ORIGIN=https://mercs.dev
PORT
number
required
The port on which the Mercury Core site will listen.
PORT=4443
EMAIL_PASSWORD
string
required
The password for authenticating with your SMTP server. This corresponds to the Username configured in the Email section of mercury.core.ts.
EMAIL_PASSWORD=password
Never commit this password to source control.
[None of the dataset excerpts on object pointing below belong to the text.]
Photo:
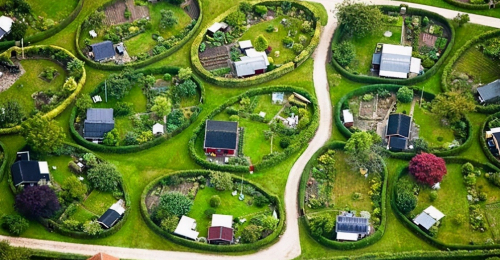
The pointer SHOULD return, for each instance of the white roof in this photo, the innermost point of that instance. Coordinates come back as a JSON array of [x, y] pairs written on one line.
[[247, 66], [44, 167], [434, 213], [157, 128], [252, 53], [415, 65], [222, 220], [245, 44], [347, 236], [348, 118], [396, 49], [118, 208], [185, 228], [6, 23]]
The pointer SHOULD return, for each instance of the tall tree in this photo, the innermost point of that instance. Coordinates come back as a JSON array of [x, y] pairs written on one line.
[[358, 18], [42, 135]]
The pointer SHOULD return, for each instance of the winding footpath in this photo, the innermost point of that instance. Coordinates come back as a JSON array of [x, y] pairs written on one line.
[[288, 246]]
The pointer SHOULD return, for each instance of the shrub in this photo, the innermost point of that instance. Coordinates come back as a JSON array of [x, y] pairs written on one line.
[[405, 95], [215, 201]]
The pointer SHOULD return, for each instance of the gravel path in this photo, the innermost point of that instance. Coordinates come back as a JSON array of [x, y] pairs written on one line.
[[288, 247]]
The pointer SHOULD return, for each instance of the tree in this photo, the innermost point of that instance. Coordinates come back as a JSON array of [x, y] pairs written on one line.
[[344, 53], [104, 177], [405, 95], [162, 106], [461, 19], [111, 138], [13, 253], [358, 18], [73, 189], [251, 234], [221, 180], [11, 113], [168, 19], [452, 105], [184, 74], [215, 201], [92, 228], [261, 43], [42, 135], [427, 168], [14, 224], [175, 203], [37, 202]]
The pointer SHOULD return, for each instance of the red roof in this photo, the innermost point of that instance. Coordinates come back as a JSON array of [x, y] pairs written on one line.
[[220, 233]]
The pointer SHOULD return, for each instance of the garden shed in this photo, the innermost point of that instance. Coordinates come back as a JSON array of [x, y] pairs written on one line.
[[27, 172], [489, 93], [221, 137], [112, 215], [99, 121], [186, 228]]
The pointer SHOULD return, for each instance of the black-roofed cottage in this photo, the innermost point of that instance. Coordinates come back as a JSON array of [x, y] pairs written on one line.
[[221, 137], [99, 121], [102, 51]]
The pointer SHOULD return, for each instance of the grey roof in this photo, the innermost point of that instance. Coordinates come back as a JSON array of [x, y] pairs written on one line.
[[424, 220], [99, 121], [356, 225], [221, 134], [490, 91], [103, 50], [376, 58]]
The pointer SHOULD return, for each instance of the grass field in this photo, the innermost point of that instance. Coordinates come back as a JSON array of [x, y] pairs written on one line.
[[30, 83], [275, 38], [479, 67]]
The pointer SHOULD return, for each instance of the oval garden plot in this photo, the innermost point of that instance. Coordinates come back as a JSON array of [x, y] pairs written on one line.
[[212, 211], [134, 33], [77, 194], [458, 209], [343, 198], [134, 110]]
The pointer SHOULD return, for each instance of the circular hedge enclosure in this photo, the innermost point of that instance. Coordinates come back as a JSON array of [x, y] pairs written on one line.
[[304, 136], [179, 43], [394, 88], [429, 239], [307, 8], [50, 32], [156, 141], [57, 54], [337, 36], [346, 245], [209, 247]]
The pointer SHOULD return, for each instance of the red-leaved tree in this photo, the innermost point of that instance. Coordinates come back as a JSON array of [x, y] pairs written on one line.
[[428, 168], [37, 201]]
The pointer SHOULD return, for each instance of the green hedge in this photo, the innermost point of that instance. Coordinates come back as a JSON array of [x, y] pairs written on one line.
[[209, 247], [276, 73], [58, 110], [370, 240], [52, 31], [376, 80], [409, 224], [469, 5], [304, 136], [135, 148], [394, 88], [139, 64]]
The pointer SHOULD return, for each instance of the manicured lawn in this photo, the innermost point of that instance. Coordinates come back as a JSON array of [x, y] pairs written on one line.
[[230, 205], [365, 47], [98, 202], [30, 83], [275, 38], [475, 64]]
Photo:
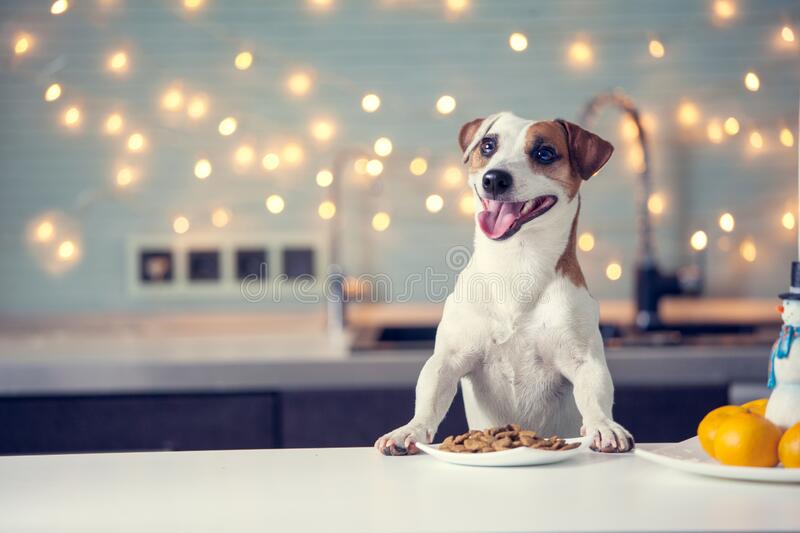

Keep it secure in your .env file.
RCC_KEY
string
required
Authentication key for the RCC service proxy.
RCC_KEY=password
The password, port, and RCCService key may be changed if required.
GAMESERVER_KEY
string
required
Authentication key for gameserver communication.
GAMESERVER_KEY=password
OPEN_CLOUD_KEY
string
required
API key for Open Cloud services.
OPEN_CLOUD_KEY=whatever

Optional Variables

BODY_SIZE_LIMIT
string
Sets the maximum allowed size for request bodies. Useful for allowing large file uploads.See SvelteKit adapter-node documentation for details.
BODY_SIZE_LIMIT=1G

Example .env File

Here’s a complete example of a .env file:
ORIGIN=https://mercs.dev
PORT=4443
BODY_SIZE_LIMIT=1G
EMAIL_PASSWORD=password
RCC_KEY=password
GAMESERVER_KEY=password
OPEN_CLOUD_KEY=whatever

Security Best Practices

Never commit your .env file to version control. Ensure it’s included in your .gitignore file.
  1. Use strong, unique passwords for all authentication keys
  2. Rotate credentials periodically
  3. Limit access to the .env file on your server
  4. Use different credentials for development and production environments
  5. Consider using a secrets management service for production deployments

Loading Environment Variables

Mercury Core automatically loads environment variables from the .env file in the Site directory when the application starts. No additional configuration is needed. For production deployments, you may want to set environment variables directly in your hosting environment rather than using a .env file.